I need to be able to get up and work most days.  I’m a commissioned sales person with not much of an emergency fund.  I have to move and function and there are days that my chronic pain needs an opioid.  My fear is that we have gone too far the other way in correcting how we prescribe pain meds for acute pain and I’m going to suffer as a result.  I can promise you that my friends in the RA community are like me – we take them when we need them.  Taking them for pain doesn’t make you high.  It makes you tolerate the pain better.  I know that I will need an occassional opioid for the rest of my life – I am not ever going to abuse them.

Frustration

I follow a number of blogs by individuals with chronic health issues, most of them with Rheumatoid Disease like me.  Seems to be a common theme of late – we are all frustrated by our health, our doctor’s and their offices and the medical insurance community.

For me, the frustration is that I’ve been unable to fully get rid of this upper respiratory infection that I’ve had on and off since Halloween.  I would get well enough to think it was behind me and I would resume my normal activities and then WHAM, it would knock me on my butt again.  This happened 4 times, and this past week when the fatigue and sore throat returned I called my PCP and got in to see him that day.  I expressed my frustration and my fear of constant anti biotics, but unfortunately due to my anatomy the bacteria gets stuck in the sinuses and it seems strong anti biotics are the only way to rid my body of the gunk.

He prescriped a stronger anti biotic and for a longer period of time.  He also prescribed Singulair pills at night.  I need another script like I need a whole in the head, but he said that this helps the underlying allergy issue (which I have) and maybe it will help what ails me.

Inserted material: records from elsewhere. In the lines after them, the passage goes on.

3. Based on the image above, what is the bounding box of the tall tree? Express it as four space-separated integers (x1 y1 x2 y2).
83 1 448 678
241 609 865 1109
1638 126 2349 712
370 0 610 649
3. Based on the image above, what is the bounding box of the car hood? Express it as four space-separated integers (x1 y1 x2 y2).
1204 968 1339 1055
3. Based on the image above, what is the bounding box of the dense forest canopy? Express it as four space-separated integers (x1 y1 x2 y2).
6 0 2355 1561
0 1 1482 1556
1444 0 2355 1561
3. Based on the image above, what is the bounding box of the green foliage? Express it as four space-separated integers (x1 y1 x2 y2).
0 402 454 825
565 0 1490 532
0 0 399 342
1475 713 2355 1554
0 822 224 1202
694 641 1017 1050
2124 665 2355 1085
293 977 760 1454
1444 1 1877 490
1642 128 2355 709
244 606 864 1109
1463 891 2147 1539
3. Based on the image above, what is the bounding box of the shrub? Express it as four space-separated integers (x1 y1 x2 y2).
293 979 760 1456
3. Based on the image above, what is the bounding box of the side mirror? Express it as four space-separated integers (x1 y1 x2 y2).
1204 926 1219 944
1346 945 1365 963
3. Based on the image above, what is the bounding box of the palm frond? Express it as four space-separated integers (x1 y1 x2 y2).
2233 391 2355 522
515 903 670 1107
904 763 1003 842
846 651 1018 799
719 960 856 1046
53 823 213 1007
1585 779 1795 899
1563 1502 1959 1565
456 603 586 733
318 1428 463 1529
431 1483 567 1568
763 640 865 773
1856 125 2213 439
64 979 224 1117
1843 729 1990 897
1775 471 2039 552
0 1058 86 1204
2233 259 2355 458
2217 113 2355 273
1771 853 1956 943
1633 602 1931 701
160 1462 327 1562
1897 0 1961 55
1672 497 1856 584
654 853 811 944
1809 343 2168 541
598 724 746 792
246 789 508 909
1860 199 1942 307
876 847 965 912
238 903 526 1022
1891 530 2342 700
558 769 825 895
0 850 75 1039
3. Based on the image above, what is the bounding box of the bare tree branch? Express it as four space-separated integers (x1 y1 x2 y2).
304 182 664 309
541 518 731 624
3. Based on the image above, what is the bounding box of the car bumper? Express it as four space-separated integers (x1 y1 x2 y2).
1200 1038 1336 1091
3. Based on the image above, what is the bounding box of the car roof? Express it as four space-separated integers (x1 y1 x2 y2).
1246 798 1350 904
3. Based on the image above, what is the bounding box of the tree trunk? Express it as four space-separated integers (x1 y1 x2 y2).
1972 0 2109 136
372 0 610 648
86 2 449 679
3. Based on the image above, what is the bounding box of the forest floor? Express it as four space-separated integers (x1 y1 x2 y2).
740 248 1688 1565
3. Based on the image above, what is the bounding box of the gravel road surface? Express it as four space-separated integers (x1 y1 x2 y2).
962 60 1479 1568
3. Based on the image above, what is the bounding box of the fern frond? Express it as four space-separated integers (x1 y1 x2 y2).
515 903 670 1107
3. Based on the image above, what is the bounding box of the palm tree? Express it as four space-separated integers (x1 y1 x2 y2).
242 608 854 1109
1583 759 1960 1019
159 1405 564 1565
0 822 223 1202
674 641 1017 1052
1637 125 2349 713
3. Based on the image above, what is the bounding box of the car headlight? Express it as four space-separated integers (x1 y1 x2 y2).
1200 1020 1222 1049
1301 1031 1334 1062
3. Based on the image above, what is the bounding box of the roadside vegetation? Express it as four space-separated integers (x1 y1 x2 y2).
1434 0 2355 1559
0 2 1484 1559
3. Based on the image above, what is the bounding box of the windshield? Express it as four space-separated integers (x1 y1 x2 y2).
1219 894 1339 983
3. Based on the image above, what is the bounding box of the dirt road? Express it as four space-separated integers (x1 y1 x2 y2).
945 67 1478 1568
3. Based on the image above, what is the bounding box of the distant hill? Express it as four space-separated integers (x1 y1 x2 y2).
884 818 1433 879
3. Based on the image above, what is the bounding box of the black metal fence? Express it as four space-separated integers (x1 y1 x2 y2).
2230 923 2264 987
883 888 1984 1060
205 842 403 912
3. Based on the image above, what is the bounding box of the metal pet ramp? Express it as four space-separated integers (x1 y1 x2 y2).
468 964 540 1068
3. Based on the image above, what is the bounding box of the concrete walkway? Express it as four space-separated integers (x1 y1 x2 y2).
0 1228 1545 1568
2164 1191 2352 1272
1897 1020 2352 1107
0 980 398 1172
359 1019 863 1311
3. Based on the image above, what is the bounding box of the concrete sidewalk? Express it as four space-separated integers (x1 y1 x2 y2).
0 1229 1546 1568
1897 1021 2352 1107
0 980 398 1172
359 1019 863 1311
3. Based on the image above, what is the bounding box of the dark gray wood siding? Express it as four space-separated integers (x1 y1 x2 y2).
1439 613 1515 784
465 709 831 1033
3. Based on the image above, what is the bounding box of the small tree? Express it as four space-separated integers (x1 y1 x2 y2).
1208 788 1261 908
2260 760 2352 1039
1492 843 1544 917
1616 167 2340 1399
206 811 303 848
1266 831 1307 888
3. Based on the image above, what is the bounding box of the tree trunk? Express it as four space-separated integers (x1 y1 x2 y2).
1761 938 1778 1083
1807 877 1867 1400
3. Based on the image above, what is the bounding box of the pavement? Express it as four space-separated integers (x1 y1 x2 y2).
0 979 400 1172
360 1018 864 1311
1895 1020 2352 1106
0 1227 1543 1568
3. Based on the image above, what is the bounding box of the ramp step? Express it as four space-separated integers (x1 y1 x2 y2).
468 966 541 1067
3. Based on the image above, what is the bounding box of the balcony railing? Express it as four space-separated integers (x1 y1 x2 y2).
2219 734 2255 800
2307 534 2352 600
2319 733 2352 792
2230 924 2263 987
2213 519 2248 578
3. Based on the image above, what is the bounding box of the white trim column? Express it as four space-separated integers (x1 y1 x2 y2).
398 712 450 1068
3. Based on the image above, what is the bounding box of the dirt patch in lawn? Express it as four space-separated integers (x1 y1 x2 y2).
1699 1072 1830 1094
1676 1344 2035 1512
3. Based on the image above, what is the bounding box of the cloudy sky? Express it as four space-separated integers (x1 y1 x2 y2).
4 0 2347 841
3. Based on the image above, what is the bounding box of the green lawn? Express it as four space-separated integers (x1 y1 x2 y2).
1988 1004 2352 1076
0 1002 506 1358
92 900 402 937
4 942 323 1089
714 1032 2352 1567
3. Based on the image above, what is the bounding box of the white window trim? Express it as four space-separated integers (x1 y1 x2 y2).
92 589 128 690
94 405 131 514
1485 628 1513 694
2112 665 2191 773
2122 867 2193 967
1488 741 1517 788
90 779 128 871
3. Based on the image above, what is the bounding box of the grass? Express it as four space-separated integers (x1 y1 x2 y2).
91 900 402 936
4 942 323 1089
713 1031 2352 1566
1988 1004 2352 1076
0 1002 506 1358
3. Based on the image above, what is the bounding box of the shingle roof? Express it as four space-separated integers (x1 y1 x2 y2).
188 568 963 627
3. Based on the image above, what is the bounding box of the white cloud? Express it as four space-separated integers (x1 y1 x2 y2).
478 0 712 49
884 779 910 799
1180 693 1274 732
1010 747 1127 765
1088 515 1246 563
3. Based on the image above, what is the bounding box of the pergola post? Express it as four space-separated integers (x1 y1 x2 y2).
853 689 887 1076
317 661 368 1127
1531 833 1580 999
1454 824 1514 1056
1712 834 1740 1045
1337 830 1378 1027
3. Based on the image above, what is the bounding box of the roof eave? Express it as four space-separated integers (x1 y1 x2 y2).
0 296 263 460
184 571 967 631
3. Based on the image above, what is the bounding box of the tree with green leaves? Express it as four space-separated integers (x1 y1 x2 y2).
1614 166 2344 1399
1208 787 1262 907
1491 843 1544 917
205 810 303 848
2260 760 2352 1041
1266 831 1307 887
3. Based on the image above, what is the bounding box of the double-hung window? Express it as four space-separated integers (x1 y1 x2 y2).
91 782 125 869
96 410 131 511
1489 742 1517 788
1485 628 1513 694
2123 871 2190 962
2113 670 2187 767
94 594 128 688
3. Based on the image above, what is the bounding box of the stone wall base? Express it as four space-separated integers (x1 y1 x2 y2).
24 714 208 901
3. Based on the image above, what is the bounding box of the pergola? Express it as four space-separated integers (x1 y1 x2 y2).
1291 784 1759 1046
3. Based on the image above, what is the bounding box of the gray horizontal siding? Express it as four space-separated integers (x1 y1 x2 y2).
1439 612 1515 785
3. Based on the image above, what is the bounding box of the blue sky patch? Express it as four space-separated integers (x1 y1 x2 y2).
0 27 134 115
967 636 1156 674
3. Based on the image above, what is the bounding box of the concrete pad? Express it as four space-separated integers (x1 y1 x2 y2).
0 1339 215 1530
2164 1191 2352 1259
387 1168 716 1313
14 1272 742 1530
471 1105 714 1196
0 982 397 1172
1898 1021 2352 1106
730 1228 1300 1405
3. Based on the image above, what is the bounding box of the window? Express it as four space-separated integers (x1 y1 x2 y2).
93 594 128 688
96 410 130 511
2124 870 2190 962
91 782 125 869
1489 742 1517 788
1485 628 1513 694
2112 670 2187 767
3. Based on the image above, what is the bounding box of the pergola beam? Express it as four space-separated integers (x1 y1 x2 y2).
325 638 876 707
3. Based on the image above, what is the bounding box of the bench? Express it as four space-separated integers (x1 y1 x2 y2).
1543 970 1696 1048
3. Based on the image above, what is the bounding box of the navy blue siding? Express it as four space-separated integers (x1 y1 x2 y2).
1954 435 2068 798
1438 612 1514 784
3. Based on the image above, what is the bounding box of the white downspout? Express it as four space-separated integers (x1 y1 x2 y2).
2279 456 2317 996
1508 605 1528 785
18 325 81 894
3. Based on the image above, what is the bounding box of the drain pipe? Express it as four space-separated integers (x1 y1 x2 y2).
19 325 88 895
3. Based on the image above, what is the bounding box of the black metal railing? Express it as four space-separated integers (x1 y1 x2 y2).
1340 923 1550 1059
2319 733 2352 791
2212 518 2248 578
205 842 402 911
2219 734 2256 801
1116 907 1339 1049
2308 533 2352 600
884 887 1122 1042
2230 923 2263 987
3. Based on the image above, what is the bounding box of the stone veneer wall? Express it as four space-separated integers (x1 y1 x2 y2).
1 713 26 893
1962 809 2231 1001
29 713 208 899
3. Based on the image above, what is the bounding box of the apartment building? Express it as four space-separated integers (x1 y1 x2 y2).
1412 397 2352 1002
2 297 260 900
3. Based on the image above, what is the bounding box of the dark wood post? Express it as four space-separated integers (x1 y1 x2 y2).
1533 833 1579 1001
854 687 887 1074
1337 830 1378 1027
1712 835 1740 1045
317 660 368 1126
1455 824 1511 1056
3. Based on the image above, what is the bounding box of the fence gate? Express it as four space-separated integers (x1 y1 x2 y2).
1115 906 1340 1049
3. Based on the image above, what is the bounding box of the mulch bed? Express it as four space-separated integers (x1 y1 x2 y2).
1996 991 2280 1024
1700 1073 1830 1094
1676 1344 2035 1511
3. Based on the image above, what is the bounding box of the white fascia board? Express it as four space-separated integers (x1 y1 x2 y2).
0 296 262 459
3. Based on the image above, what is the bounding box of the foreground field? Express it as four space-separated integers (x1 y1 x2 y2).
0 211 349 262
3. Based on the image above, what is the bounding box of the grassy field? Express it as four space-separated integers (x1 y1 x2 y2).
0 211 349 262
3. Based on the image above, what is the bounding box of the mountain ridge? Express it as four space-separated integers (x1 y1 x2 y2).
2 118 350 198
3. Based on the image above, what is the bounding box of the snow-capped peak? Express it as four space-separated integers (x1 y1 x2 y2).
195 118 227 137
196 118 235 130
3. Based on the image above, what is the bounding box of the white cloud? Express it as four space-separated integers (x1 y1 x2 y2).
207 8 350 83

It gave me the chance to discuss my ENT and Rheum Doc visits that I had in the past week as well.  The ENT had gotten the Catscan results of my sinuses.  The passages looked clear, with one exception and therefore he didn’t think I needed sinus surgery.  However, there is still the large bone tumor that resides in my sinuses and that could be part of the trouble.  We decided that I should have a specialist look at it to see if there is a way to extract it.  I haven’t seen a specialist in 20 years and at that time, the surgery required wouldn’t be pretty.  The ENT also reiterated getting off the Enbrel.

My Rheum doc said my meds were fine, everything was fine on his end.  He doesn’t see a lot of patients that seem bothered by sinus infections who are on Enbrel.  He said he doesn’t think that the Enbrel is causing the infections.  However, he agreed that the less medication I take, the better it is and perhaps spread out the injections and see how I do.

So I’m stretching out the Enbrel, and going about 10 days in between methotrexate injections, taking Singulair and a steriod nasal spray while using the neti pot daily.  Hopefully I will be headed down a better road shortly because I love winter!!!